On Learning Data Visualization: 2009

Monday, December 7, 2009

Graph Representation

The final example in Visualizing Data was a graph representation. To start off, we used a short text sample and graphed it in such a way that each word merited its own box, and a line was drawn between each pairing of words that appeared in sequence in the text. The display of the words on the page followed a physics simulation algorithm (specifically mimicking a string), causing the words to try and arrange themselves at the lowest energy state between its connections. If the user clicked and dragged on a word, this would a) fix its position b) turn the color red c) adjust the other words into a new arrangement of lowest energy.

While that doesn't look terrible with such a small data set, it is easy to see how this would quickly get to be too much. In the next iteration, we make all objects a small yellow circle, and only change them into words if selected. Example text for the next three are the first chapter of "Huckleberry Finn."

Same idea with this one, but the radius of each circle is now weighted by frequency in the text. Also, less jarring colors.

The possibilities for this type of representation are pretty big. I am excited to start playing around with it. In closing, here's a picture of how another program rendered this same data set: (Graphviz, filetype .dot)
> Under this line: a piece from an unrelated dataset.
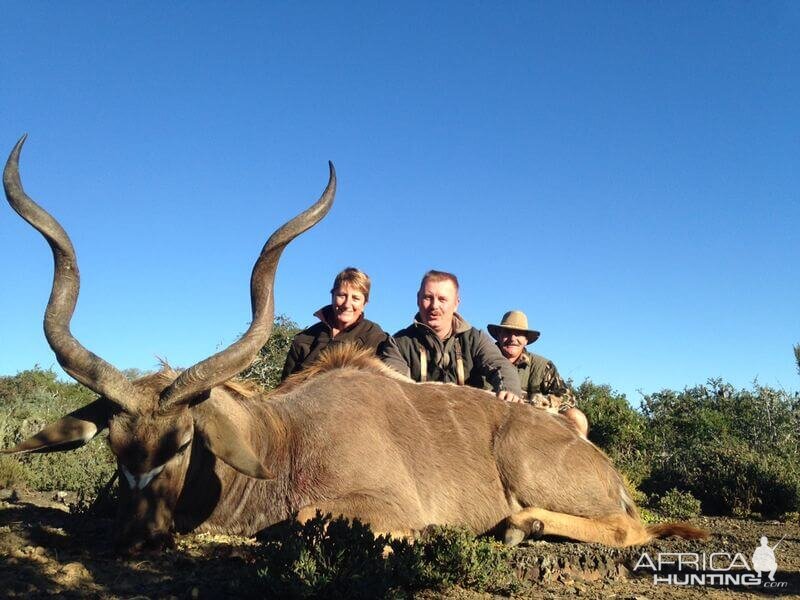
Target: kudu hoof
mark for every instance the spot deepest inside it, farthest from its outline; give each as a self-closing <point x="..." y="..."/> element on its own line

Thursday, December 3, 2009

Treemaps

For the latest chapter, we harnessed the power of Treemaps (history here) to generate a quick-and-dirty visual comparison of objects. The magnitude of some attribute determines the area given to that object in the representation, giving a visual patchwork that conveys the relative weight of each object relative to the others in its class.
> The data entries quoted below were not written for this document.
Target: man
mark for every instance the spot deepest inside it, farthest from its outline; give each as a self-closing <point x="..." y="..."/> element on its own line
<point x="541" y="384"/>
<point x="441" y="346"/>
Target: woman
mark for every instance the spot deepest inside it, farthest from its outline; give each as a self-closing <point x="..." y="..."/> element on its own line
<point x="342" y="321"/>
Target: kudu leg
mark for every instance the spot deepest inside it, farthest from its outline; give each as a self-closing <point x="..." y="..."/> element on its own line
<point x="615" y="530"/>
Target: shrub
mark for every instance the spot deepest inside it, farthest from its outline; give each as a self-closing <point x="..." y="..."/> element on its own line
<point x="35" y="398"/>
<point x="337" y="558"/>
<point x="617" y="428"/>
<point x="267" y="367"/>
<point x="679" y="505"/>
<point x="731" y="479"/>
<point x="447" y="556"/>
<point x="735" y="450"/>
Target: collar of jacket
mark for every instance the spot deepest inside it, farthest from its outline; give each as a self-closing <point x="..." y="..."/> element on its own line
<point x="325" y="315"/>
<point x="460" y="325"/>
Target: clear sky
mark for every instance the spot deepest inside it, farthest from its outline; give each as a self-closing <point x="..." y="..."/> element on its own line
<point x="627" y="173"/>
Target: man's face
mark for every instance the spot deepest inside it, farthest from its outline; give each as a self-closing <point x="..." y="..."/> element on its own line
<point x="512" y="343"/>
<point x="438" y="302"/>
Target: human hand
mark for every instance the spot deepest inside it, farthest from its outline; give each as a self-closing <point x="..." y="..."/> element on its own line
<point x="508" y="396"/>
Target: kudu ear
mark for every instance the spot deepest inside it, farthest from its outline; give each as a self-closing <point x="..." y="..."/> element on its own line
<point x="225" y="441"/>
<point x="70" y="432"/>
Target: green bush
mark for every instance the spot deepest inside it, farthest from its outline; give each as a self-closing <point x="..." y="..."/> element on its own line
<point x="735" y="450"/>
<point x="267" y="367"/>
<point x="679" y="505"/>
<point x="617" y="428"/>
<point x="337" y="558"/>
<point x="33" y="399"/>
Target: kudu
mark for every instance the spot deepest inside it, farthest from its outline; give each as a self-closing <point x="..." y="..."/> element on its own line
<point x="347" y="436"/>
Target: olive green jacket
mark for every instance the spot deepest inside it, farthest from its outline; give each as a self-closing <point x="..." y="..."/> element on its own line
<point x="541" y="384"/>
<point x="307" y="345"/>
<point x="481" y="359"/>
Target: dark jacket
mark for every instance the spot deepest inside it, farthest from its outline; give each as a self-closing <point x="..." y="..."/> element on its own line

To quickly illustrate the power of this method, the chapter starts off with the example of displaying word frequency in Mark Twain's "Following the Equator":

After laying the conceptual foundation, we turn the idea of Treemaps to a more complex and useful application. The final project asks the user to select a directory to start at, and then maps the files and folders contained in that directory to their relative data usage. Opening window:

I selected my "Pictures" folder, and the first screen appears as such:

As one might gather from the picture, the boxes represented are assigned a hue based on their location from the top-left to bottom-right corners. In this screenshot, focus is given to the "2009-11" folder, which brings the brightness of this box up, and simultaneously dims the other boxes in the field. Clicking on a box causes it to display a recursive Treemap of the folder contents inside of it.

This process is demonstrated the screenshot below, which is a zoom in on the folder "Snapshots" and then a highlighting the folder "2009_05_24", which has a Treemap on all of the files found within that folder. Emphasis is on the file IMG_0087.JPG.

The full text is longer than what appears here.